Przeniesienie środków z OFE na subkonto w ZUS na 10 lat przed przejściem na emeryturę oznacza całkowitą likwidację emerytur kapitałowych i powrót do systemu jednofilarowego - tak Konfederacja Lewiatan ocenia rządową propozycję dotyczącą zmian w OFE.
"Państwo przejmie nasze aktywa zgromadzone w OFE w zamian za zobowiązanie do wypłacenia emerytury. Całość emerytury będzie finansowana składkami i podatkami płaconymi przez osoby pracujące. To propozycja niekorzystna, bo oznacza skrócenie okresu oszczędzania i zwiększenie ryzyka niskich emerytur w przyszłości" - podkreślili eksperci z Lewiatana w poniedziałkowym komunikacie.

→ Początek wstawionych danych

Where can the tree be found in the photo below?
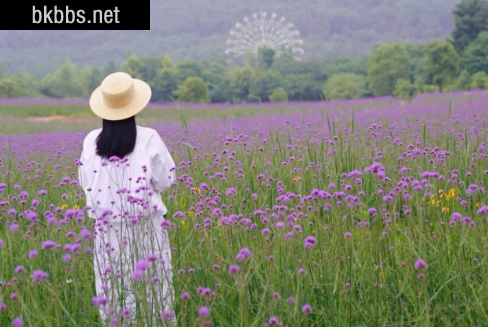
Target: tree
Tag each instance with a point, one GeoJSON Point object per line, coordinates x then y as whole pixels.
{"type": "Point", "coordinates": [93, 78]}
{"type": "Point", "coordinates": [29, 84]}
{"type": "Point", "coordinates": [164, 84]}
{"type": "Point", "coordinates": [441, 61]}
{"type": "Point", "coordinates": [386, 66]}
{"type": "Point", "coordinates": [475, 56]}
{"type": "Point", "coordinates": [167, 63]}
{"type": "Point", "coordinates": [243, 83]}
{"type": "Point", "coordinates": [221, 91]}
{"type": "Point", "coordinates": [303, 87]}
{"type": "Point", "coordinates": [109, 69]}
{"type": "Point", "coordinates": [266, 57]}
{"type": "Point", "coordinates": [479, 80]}
{"type": "Point", "coordinates": [470, 18]}
{"type": "Point", "coordinates": [152, 65]}
{"type": "Point", "coordinates": [419, 84]}
{"type": "Point", "coordinates": [10, 89]}
{"type": "Point", "coordinates": [404, 90]}
{"type": "Point", "coordinates": [66, 82]}
{"type": "Point", "coordinates": [463, 82]}
{"type": "Point", "coordinates": [134, 66]}
{"type": "Point", "coordinates": [278, 95]}
{"type": "Point", "coordinates": [345, 86]}
{"type": "Point", "coordinates": [189, 68]}
{"type": "Point", "coordinates": [193, 89]}
{"type": "Point", "coordinates": [267, 82]}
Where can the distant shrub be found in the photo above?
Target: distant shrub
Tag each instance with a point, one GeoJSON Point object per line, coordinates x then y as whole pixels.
{"type": "Point", "coordinates": [404, 89]}
{"type": "Point", "coordinates": [10, 89]}
{"type": "Point", "coordinates": [463, 82]}
{"type": "Point", "coordinates": [278, 95]}
{"type": "Point", "coordinates": [193, 89]}
{"type": "Point", "coordinates": [345, 86]}
{"type": "Point", "coordinates": [479, 80]}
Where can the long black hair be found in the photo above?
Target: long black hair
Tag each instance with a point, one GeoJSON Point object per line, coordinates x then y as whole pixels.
{"type": "Point", "coordinates": [118, 138]}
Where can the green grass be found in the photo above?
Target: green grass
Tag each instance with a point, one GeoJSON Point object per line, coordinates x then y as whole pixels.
{"type": "Point", "coordinates": [368, 279]}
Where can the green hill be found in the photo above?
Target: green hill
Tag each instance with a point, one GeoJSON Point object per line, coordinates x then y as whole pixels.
{"type": "Point", "coordinates": [198, 29]}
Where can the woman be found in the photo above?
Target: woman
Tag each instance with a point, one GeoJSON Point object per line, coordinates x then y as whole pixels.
{"type": "Point", "coordinates": [123, 170]}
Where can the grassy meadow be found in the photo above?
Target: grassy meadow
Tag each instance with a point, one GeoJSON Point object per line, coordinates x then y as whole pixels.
{"type": "Point", "coordinates": [351, 213]}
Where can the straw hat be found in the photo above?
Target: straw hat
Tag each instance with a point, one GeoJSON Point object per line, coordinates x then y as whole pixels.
{"type": "Point", "coordinates": [119, 97]}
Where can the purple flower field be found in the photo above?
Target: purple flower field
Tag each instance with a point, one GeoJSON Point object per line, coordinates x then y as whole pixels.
{"type": "Point", "coordinates": [355, 213]}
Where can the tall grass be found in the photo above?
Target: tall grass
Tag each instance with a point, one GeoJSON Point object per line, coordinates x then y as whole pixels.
{"type": "Point", "coordinates": [335, 211]}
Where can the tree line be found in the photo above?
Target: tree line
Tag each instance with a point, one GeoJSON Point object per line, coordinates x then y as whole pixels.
{"type": "Point", "coordinates": [401, 70]}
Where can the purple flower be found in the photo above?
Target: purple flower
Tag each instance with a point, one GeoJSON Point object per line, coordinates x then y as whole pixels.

W opinii Lewiatana kapitał gromadzony na emeryturę powinien pracować w gospodarce przez około 60 lat (45 lat gromadzenia składek i 15 lat emerytury). Tymczasem takie rozwiązanie spowoduje, iż będzie pracował mniej niż 40 lat.
Rządowa propozycja zmian zakłada przekazanie część obligacyjnej OFE do ZUS, gdzie środki te trafiłyby na subkonta. Byłyby waloryzowane i dziedziczone, podobnie jak pozostałe środki na tych subkontach. Ponadto obywatele będą mogli dokonywać wyboru, czy chcą, by ich składki emerytalne trafiały do ZUS, czy do OFE. Do części akcyjnej OFE wpływałaby składka w wysokości 2,92 proc. Po wprowadzeniu zmian w systemie emerytalnym OFE nie będą mogły inwestować w obligacje Skarbu Państwa lub obligacje gwarantowane przez Skarb Państwa. Zapowiedziano ponadto liberalizację polityki inwestycyjnej OFE.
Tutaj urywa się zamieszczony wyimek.